Public transportation is one of the most powerful tools cities have to reduce emissions, congestion, and inequality — but only if people actually want to use it. We were inspired by everyday issues riders face: late buses, bunching, overcrowding, and unreliable schedules. These problems push people toward cars, increasing emissions and wasted energy. We wanted to explore how smarter operations, not more vehicles, could make public transit more efficient and attractive.
HamBus is a simulation of an adaptive urban bus network designed to improve efficiency and reliability. It models real-world conditions such as demand surges, terrain-based delays, and uneven passenger loads. The system dynamically adjusts bus behavior to prevent bunching, respond to peak demand, and reduce unnecessary idling and delays. By improving how buses operate, the model shows how cities can increase ridership and reduce emissions without expanding fleets.
We built HamBus using Python, modeling buses as individual agents moving through a simulated city network.
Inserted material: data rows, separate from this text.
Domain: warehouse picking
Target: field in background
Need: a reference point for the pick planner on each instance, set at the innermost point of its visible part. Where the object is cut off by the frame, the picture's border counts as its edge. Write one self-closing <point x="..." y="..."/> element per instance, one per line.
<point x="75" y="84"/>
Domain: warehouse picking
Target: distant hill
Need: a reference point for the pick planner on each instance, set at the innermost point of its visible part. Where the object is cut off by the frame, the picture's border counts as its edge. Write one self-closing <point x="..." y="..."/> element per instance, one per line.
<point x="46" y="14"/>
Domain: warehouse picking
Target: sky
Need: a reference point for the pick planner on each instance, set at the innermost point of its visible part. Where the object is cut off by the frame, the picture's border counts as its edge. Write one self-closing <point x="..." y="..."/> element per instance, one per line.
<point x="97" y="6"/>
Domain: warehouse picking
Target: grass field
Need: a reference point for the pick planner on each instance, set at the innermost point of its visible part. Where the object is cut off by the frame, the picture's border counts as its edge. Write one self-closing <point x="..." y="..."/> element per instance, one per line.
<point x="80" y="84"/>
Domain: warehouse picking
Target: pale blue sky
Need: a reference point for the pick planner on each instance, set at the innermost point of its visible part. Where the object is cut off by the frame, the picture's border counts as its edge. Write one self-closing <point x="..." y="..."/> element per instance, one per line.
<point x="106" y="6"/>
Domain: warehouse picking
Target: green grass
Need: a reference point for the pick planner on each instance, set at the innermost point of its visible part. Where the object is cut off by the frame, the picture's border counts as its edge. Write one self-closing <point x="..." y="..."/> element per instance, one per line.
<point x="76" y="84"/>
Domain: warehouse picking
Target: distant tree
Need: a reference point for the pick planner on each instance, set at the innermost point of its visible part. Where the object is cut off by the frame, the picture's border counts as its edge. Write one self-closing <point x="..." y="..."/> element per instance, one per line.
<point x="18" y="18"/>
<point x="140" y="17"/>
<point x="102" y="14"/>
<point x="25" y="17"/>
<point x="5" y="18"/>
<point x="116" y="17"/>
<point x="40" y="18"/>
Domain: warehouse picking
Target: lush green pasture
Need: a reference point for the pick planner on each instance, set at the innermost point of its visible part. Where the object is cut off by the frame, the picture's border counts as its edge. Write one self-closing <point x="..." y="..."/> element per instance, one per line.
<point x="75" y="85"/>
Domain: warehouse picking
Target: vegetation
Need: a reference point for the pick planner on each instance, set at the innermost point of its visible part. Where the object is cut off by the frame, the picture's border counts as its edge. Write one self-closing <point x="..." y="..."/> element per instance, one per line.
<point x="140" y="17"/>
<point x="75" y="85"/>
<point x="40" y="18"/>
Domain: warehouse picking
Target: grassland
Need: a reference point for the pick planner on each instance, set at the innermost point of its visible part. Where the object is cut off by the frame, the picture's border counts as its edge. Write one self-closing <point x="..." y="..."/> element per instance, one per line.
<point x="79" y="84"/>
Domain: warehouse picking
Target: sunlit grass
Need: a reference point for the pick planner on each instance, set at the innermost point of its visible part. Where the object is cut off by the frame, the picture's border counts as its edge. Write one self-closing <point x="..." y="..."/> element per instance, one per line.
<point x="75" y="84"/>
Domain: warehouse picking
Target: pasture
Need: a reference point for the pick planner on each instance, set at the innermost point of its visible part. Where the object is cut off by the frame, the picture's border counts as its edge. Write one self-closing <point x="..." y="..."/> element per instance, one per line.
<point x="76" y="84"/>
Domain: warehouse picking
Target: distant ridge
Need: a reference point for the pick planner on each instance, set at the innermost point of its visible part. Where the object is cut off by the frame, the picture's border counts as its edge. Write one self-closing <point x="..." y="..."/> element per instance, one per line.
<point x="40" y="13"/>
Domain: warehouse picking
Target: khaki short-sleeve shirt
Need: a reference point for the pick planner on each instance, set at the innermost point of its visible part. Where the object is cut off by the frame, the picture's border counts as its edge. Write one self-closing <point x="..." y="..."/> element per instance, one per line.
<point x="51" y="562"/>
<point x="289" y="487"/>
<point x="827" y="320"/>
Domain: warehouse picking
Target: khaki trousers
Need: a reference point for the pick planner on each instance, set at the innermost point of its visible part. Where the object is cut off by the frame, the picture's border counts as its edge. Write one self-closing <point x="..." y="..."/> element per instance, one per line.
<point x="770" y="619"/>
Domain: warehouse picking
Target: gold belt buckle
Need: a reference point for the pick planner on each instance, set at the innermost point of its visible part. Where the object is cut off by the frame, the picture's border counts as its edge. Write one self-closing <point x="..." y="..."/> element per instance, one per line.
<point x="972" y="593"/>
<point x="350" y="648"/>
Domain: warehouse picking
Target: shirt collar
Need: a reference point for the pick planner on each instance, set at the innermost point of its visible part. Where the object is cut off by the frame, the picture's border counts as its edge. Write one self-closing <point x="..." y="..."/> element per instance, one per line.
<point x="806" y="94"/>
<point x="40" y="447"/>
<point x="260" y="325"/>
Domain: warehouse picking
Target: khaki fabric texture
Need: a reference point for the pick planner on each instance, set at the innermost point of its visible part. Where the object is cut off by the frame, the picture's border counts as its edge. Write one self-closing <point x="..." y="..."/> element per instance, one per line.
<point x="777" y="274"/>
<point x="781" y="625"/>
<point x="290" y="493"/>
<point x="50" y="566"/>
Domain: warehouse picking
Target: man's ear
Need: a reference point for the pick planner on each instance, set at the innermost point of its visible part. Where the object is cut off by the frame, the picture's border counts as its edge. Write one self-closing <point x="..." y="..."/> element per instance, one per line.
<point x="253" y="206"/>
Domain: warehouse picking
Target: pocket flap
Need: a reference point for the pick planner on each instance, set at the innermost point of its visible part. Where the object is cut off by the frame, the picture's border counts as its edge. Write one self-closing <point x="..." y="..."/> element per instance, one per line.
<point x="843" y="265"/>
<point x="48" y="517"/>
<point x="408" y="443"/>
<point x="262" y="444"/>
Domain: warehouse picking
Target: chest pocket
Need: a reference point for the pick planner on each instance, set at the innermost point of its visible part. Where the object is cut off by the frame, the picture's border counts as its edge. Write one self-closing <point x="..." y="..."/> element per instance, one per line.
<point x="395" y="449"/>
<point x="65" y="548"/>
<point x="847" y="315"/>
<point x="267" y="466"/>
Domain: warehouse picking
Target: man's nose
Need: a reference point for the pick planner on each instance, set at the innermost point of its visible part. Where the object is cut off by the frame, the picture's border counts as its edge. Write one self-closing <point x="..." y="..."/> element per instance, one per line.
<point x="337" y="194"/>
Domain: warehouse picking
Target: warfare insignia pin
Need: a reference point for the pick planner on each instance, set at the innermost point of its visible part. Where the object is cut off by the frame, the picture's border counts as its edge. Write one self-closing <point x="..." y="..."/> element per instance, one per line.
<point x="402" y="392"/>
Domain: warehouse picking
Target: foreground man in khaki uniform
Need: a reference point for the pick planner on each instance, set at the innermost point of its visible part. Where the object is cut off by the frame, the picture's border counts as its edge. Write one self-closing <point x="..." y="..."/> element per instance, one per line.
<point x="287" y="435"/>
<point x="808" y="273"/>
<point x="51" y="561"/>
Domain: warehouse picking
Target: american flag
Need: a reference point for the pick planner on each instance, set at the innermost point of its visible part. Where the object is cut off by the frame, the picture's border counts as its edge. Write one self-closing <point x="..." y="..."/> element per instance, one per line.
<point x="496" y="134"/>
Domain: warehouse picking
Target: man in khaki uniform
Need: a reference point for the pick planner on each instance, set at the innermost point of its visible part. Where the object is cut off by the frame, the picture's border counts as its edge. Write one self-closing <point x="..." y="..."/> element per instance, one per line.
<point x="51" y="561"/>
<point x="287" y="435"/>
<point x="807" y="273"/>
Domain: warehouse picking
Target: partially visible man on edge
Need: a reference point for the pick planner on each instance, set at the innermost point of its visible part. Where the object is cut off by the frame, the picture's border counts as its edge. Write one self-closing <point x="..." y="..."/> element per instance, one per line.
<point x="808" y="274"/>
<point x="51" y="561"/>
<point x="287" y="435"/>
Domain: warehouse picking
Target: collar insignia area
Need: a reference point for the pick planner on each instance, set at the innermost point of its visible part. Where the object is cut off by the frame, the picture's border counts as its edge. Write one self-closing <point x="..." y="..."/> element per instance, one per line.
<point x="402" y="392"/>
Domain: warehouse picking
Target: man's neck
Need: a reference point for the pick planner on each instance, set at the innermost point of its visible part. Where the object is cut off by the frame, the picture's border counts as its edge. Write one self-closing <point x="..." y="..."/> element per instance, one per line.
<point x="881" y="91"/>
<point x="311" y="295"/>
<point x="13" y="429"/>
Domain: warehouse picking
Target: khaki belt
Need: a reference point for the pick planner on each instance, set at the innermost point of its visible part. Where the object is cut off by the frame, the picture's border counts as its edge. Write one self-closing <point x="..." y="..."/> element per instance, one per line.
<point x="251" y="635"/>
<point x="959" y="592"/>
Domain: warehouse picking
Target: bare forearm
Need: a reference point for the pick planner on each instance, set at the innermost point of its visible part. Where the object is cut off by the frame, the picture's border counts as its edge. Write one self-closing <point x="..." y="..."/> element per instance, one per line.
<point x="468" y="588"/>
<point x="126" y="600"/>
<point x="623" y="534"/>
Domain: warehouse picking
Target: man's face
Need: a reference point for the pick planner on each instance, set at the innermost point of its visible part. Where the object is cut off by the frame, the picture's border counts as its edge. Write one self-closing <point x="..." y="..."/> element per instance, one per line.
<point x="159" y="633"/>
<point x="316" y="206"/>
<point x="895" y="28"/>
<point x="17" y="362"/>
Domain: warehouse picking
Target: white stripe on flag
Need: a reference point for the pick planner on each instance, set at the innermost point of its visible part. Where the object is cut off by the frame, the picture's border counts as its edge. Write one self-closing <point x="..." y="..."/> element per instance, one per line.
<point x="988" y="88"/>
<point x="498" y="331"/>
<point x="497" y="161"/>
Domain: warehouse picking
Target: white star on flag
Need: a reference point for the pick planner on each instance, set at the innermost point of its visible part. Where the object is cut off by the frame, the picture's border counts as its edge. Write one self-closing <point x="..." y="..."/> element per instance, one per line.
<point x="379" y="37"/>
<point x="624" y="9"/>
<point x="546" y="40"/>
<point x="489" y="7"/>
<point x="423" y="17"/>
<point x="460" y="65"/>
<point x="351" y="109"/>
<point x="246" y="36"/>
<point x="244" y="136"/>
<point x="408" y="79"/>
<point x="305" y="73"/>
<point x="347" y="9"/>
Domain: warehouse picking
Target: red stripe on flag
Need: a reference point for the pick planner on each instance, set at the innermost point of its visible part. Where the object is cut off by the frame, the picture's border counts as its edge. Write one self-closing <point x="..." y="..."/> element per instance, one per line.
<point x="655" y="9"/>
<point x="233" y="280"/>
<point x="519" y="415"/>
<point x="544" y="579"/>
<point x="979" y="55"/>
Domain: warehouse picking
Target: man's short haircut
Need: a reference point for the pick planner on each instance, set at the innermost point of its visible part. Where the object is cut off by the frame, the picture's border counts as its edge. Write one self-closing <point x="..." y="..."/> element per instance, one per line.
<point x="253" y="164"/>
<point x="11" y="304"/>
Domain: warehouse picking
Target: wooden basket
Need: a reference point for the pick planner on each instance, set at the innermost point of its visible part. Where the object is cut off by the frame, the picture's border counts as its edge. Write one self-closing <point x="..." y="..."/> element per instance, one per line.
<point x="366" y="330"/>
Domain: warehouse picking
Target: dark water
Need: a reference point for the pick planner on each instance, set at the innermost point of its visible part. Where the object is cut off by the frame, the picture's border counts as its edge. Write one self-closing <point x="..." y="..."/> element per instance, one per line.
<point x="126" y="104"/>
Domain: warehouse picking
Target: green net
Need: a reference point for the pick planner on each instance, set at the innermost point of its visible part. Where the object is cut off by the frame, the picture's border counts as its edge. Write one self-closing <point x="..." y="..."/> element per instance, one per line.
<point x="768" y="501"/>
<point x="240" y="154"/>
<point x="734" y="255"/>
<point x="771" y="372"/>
Routes were assigned different characteristics such as length, priority level, and terrain difficulty. The simulation runs in time steps, tracking bus position, load, and speed while applying adaptive rules like anti-bunching controls and demand-based slowdowns. This approach allowed us to experiment with how small operational changes impact the overall system.
One of the biggest challenges was balancing realism with simplicity. Real transit systems are extremely complex, and we had to decide which factors mattered most for sustainability and efficiency. Preventing bus bunching without creating excessive delays was also tricky, as holding buses too long can negatively affect riders. Debugging system-wide behavior, where small changes caused large ripple effects, was another major challenge.
We’re proud that HamBus demonstrates how operational efficiency alone can significantly improve public transit performance. The model successfully reduces bus bunching, adapts to demand spikes, and accounts for geographic constraints — all without adding vehicles. Most importantly, it clearly shows how improving reliability can encourage more people to choose public transit, leading to lower emissions citywide.
This project taught us that sustainability is a systems problem. Improving public transit isn’t just about cleaner vehicles — it’s about smarter coordination, better reliability, and understanding how people respond to service quality. We also learned how small algorithmic decisions can have large impacts on efficiency, emissions, and rider experience.
In the future, we want to expand HamBus by adding emissions tracking, energy consumption metrics, and comparisons between adaptive and fixed scheduling. We also plan to explore electric buses, transit signal priority, and equity-focused route optimization. Ultimately, we hope this project can help cities think differently about how to make public transit a more sustainable and appealing choice.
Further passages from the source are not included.